Dia menghela napas dan pergi ke pintu, "Sebut saja apa yang kamu mau, yang aku tahu adalah tidak ada yang terjadi antara kita dan jika kamu pernah berpikir untuk memberitahu siapa pun, ketahuilah bahwa aku akan menyangkalnya dan memastikan aku menambah pembohong ke dalam riwayat hidupmu, ini kata-katamu melawan kata-kataku. Kita sudah tahu siapa yang akan menang," senyuman sinis di wajahnya, senyuman berdarah di wajah tampannya yang bodoh itu! Aku berharap bisa menamparnya dari bibirnya! "Bagaimanapun, aku akan memeriksa apakah jalan sudah aman, berpakaianlah dan tinggalkan rumahku," jadi itulah aku baginya? Satu malam yang bisa dia buang begitu saja keesokan paginya?

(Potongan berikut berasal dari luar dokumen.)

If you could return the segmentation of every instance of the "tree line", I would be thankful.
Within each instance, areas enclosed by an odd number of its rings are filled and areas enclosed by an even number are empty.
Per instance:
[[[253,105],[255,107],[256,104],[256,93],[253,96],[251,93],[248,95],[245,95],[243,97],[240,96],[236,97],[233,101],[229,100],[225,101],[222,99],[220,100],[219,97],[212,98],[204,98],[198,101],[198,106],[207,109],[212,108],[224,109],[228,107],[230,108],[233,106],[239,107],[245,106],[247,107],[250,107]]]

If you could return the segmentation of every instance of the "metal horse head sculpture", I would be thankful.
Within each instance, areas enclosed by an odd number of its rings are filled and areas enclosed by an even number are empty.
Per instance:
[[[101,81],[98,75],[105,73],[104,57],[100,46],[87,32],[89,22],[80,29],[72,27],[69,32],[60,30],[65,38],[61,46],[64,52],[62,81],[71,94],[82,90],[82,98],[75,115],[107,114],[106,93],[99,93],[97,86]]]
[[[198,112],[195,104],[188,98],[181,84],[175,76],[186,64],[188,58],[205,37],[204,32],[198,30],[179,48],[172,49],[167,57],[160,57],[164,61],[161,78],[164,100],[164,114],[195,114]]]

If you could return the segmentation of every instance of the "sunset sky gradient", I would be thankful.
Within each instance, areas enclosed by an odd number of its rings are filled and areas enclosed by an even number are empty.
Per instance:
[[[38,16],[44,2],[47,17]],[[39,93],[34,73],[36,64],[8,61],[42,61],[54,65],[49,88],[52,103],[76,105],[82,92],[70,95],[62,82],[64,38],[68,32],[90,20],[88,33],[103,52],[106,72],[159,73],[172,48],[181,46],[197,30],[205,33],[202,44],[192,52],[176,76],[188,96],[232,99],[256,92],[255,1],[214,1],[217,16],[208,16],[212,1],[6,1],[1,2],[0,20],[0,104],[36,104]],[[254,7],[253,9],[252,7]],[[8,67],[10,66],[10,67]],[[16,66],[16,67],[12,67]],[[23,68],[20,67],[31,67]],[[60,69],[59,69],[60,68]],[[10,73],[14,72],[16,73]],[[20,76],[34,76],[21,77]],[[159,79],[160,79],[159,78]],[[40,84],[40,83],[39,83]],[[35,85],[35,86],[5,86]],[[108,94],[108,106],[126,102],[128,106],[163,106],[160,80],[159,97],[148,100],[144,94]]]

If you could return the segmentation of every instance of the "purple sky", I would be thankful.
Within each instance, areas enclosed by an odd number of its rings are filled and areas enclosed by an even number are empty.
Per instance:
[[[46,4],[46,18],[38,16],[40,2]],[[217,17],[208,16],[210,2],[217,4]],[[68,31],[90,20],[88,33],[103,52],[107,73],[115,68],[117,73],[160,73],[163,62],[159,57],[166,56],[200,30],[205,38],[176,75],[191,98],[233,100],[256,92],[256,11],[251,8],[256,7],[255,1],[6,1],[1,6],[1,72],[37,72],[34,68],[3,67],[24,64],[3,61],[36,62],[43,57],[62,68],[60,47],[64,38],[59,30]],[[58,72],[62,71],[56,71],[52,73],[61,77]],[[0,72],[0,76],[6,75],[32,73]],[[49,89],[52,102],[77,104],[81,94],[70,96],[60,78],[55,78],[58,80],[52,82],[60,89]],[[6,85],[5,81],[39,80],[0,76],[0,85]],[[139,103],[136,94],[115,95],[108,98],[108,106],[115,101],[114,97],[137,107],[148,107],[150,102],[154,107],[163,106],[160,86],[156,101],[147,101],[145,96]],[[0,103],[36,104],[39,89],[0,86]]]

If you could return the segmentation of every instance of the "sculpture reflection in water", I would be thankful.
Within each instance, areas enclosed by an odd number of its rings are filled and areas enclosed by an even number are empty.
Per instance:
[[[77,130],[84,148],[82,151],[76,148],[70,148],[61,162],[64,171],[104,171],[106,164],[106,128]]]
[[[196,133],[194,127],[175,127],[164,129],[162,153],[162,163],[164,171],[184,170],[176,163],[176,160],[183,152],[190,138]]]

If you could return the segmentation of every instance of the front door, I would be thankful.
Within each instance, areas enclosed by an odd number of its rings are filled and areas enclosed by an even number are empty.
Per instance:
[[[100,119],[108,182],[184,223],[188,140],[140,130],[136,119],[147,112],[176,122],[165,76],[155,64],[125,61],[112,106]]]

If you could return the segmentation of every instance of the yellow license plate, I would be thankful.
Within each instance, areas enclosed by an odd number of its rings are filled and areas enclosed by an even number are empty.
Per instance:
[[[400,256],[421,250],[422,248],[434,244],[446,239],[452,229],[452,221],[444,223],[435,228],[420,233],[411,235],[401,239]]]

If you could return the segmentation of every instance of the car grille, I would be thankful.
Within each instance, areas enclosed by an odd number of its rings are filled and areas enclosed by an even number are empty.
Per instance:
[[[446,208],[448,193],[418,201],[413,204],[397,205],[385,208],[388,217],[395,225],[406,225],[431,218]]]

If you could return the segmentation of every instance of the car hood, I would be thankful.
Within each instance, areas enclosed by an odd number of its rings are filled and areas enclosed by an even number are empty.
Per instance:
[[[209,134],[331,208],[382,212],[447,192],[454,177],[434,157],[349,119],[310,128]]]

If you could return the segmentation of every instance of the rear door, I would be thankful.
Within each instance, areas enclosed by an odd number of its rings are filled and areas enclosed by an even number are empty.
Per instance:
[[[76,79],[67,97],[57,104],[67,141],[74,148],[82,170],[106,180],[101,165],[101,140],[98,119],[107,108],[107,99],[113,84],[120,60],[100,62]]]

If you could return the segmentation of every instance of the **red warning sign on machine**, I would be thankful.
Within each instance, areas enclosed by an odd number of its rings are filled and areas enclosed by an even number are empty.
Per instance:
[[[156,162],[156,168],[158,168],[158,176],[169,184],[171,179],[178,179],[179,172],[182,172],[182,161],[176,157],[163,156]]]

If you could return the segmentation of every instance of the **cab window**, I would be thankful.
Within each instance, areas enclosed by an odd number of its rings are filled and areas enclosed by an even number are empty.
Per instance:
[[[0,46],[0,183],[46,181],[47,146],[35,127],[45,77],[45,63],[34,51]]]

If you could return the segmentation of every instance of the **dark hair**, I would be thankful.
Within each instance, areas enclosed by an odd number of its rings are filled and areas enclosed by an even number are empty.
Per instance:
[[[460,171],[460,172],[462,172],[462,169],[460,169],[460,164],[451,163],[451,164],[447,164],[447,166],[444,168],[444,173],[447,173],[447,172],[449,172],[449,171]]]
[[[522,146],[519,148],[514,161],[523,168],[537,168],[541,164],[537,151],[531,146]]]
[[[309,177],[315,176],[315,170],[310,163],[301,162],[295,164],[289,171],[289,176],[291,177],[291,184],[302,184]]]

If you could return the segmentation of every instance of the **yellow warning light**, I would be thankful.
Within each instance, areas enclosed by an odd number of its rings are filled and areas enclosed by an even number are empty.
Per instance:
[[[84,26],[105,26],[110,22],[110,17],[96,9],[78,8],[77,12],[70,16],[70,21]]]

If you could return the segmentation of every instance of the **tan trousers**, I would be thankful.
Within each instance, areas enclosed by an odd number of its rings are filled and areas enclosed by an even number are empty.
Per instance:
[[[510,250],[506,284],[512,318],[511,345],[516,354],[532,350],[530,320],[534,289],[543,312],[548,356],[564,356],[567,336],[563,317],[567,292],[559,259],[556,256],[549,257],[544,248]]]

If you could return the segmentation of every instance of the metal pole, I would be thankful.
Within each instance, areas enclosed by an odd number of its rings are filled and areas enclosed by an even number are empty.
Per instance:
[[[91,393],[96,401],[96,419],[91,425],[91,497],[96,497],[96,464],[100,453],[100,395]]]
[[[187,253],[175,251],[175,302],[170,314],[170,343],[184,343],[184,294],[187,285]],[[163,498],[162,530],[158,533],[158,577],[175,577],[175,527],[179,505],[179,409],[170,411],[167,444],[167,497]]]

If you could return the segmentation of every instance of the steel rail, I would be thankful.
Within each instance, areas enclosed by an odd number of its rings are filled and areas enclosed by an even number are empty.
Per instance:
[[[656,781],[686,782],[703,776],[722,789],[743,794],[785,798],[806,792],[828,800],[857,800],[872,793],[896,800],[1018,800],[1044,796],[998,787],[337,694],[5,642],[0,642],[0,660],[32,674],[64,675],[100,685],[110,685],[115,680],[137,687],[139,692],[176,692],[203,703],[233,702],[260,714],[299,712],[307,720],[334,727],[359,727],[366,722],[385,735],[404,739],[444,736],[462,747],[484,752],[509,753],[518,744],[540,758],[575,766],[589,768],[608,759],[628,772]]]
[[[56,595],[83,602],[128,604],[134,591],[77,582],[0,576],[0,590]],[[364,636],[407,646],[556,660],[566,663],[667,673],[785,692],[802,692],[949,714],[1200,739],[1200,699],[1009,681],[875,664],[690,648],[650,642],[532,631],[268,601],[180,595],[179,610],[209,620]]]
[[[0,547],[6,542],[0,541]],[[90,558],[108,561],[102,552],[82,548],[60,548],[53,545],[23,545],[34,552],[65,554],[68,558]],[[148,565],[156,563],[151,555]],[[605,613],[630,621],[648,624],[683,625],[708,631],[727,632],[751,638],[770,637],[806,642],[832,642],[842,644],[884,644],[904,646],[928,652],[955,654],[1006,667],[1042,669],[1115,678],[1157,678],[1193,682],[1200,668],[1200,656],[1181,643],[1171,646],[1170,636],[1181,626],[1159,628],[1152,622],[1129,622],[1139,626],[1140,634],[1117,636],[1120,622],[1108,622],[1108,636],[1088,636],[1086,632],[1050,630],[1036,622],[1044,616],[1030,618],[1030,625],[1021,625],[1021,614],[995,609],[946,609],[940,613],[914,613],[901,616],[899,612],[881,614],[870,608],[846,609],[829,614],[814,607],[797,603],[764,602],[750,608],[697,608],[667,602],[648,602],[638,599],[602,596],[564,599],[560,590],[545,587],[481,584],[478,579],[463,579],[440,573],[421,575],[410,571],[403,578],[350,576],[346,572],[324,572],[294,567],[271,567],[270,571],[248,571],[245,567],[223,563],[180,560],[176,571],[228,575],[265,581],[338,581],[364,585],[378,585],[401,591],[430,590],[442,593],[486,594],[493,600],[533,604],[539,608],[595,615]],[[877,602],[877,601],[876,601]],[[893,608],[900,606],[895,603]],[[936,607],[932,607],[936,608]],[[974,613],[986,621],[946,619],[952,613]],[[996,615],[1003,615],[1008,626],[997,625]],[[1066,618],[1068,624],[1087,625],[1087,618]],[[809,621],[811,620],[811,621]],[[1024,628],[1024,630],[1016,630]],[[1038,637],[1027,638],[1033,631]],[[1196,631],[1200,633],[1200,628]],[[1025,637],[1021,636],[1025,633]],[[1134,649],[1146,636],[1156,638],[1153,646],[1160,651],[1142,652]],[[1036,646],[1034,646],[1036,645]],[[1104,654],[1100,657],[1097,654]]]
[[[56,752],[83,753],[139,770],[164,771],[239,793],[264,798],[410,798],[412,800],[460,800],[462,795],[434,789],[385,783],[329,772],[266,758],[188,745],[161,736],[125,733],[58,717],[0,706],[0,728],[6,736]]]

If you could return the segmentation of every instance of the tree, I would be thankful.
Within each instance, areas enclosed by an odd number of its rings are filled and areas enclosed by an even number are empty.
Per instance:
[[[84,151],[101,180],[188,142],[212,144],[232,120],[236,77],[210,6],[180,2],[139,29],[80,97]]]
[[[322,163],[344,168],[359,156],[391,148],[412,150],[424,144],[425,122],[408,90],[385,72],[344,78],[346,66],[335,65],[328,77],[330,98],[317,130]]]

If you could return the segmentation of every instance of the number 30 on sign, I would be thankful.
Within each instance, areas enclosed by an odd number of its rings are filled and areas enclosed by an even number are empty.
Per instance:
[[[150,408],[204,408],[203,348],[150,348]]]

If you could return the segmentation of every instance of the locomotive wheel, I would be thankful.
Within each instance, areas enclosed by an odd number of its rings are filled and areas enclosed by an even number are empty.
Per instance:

Begitu dia meninggalkan ruangan, aku menyingkirkan selimut dan mengenakan kembali pakaianku. Aku tidak akan menunggunya menemui aku di sini, aku akan pergi, seperti yang dia inginkan dan tidak pernah menunjukkan wajahku lagi. Tidak ada apa-apa di sini untukku; aku tidak punya orang tua, tidak punya keluarga, tidak punya teman, dan yang paling penting, tidak punya pasangan.